# First Dart Frog setup



## SirThawkz (Jan 3, 2017)

So I've finally completed the background etc in my first Dart Frog vivarium and have started to stock it with plants and springtails and isopods (Dwarf white tropical woodlice):










I'm struggling to decide what plants to go for next, so far I have (from left to right):

Hypostes sp. - White
Microsorum sp.
Hypostes sp. - Red
Peperomia Rotundifolia
Pilea sp.
Ficus Pumila
Selaginella

Would really appreciate some suggestions as to what else I can add to fill out the vivarium, including where to place your suggestions.

Cheers
Tom.


----------



## Arcadiajohn (Jan 30, 2011)

looking great,

you can beat a good qty of Earth Stars.

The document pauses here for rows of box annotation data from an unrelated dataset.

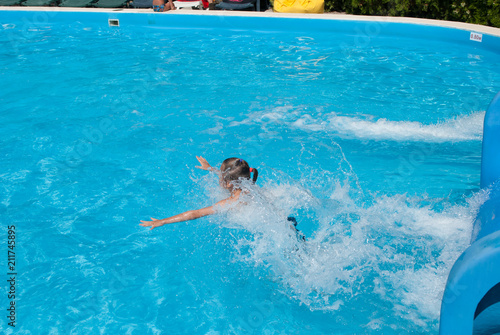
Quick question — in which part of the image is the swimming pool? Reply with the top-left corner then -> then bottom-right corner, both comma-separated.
0,8 -> 500,334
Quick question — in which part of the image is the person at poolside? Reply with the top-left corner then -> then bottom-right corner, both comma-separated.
140,156 -> 259,229
153,0 -> 175,12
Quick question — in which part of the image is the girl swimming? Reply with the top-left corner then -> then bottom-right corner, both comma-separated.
140,156 -> 259,229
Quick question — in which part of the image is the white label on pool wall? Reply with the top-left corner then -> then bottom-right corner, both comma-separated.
470,32 -> 483,42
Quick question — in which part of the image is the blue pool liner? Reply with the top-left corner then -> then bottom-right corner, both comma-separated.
439,92 -> 500,335
0,10 -> 500,53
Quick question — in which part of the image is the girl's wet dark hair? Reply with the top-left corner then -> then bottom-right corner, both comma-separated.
220,157 -> 259,183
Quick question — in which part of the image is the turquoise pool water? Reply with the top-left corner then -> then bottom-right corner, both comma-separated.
0,12 -> 500,334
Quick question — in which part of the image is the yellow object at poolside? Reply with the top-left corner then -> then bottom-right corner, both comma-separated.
273,0 -> 325,13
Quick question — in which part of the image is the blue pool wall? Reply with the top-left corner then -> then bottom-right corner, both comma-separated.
0,10 -> 500,54
440,92 -> 500,335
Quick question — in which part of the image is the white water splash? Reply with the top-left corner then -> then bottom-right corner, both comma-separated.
213,176 -> 485,329
292,112 -> 484,142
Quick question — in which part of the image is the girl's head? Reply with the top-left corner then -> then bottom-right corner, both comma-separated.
220,157 -> 259,189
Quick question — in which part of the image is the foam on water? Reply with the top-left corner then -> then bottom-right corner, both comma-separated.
232,107 -> 485,143
200,165 -> 487,329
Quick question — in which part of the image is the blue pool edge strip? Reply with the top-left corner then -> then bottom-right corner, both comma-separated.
0,7 -> 500,54
439,92 -> 500,335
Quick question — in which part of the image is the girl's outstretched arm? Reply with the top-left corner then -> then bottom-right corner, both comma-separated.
195,156 -> 217,171
140,190 -> 241,229
141,206 -> 215,229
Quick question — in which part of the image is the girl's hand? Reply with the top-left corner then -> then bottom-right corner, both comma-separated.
140,218 -> 163,230
195,156 -> 212,171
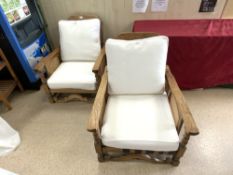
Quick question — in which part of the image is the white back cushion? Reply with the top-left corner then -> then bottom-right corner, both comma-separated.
59,18 -> 101,61
106,36 -> 168,95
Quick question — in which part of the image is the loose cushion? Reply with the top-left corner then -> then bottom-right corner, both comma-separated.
101,94 -> 179,151
47,62 -> 96,90
59,19 -> 101,61
106,36 -> 168,95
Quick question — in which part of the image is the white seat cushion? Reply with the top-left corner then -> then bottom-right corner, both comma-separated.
47,62 -> 96,90
106,36 -> 168,95
101,94 -> 179,151
59,18 -> 101,61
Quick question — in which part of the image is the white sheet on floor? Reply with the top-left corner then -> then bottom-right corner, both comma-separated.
0,168 -> 17,175
0,117 -> 20,157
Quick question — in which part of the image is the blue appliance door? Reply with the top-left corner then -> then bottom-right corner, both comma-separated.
0,6 -> 38,82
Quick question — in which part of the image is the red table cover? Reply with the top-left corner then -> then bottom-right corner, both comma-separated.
133,20 -> 233,89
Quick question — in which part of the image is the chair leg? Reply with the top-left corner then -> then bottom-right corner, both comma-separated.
93,133 -> 104,162
42,84 -> 55,103
171,134 -> 190,166
2,99 -> 12,110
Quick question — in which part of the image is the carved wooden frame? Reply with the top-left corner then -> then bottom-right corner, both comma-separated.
87,33 -> 199,166
35,15 -> 106,103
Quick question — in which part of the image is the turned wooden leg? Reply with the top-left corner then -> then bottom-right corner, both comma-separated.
93,133 -> 104,162
42,84 -> 55,103
171,134 -> 190,166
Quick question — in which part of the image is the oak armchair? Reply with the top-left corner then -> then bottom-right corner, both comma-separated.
35,15 -> 106,103
87,33 -> 199,166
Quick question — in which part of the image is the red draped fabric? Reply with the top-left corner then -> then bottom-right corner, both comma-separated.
133,20 -> 233,89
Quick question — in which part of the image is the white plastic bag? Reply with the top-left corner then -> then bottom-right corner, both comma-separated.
0,117 -> 20,156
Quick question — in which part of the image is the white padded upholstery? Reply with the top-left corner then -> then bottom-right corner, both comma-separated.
106,36 -> 168,95
47,62 -> 96,90
101,94 -> 179,151
59,18 -> 101,61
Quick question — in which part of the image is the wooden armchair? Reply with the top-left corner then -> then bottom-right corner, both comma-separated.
35,15 -> 106,103
87,33 -> 199,166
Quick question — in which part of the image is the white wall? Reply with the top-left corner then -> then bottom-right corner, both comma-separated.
39,0 -> 233,46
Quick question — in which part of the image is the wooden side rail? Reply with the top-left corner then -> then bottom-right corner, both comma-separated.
87,70 -> 108,138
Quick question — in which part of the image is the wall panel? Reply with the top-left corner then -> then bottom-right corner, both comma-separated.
39,0 -> 229,46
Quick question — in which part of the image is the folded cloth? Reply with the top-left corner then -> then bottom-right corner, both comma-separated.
0,168 -> 17,175
0,117 -> 20,157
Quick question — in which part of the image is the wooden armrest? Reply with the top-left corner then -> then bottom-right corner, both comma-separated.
87,70 -> 108,136
34,58 -> 45,73
92,47 -> 105,74
166,66 -> 199,135
34,48 -> 60,74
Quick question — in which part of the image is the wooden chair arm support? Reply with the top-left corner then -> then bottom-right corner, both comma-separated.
87,70 -> 108,136
34,48 -> 60,74
34,58 -> 45,73
166,66 -> 199,135
92,48 -> 106,76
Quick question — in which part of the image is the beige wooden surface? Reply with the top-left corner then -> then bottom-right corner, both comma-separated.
39,0 -> 233,46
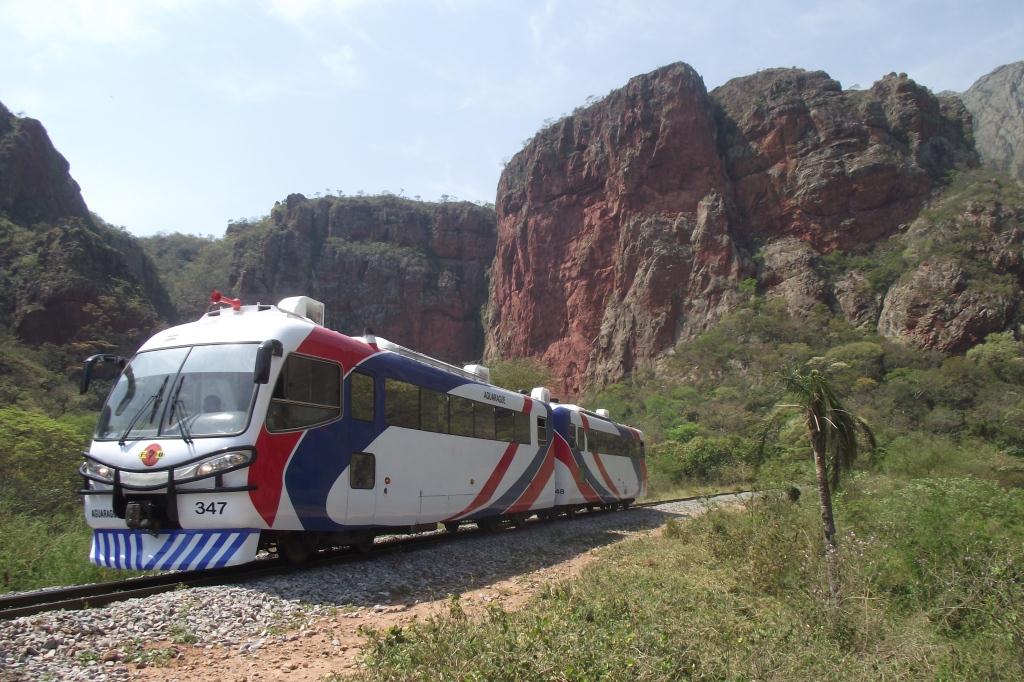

Get them up high wired onto the background and if the lighting is working well they will go a wonderful red.

My fav, 

I also like baby tears as a creeper.

John,


----------



## Calli1984 (Jan 19, 2017)

A nice bromeliad tied to that stick on the left will look ace and give the viv some depth

Looking very nice


----------



## soundstounite (Sep 6, 2009)

Tom avoid ficus pummilla like the plague it is to vigorous for that viv,go for oak leaf or panama as pref. plant to smother.
altenative climber the marcgravia species,umbellata is lovely,they sit tight and are more managable than ficus.
Bro I have so many ficus in vivs,they are cracking plants but you have to keep on top of them,marcs are more easily managed ,you can't know any of this without years rolling by at this stage. I don't think staring at your pic you have straight pumilla it's the variagated one right??? bit slower growing.

Mate vivs look empty at first give things time before spending more on plants,let things grow in ,you might find you have enough already???

good luck

Stu


----------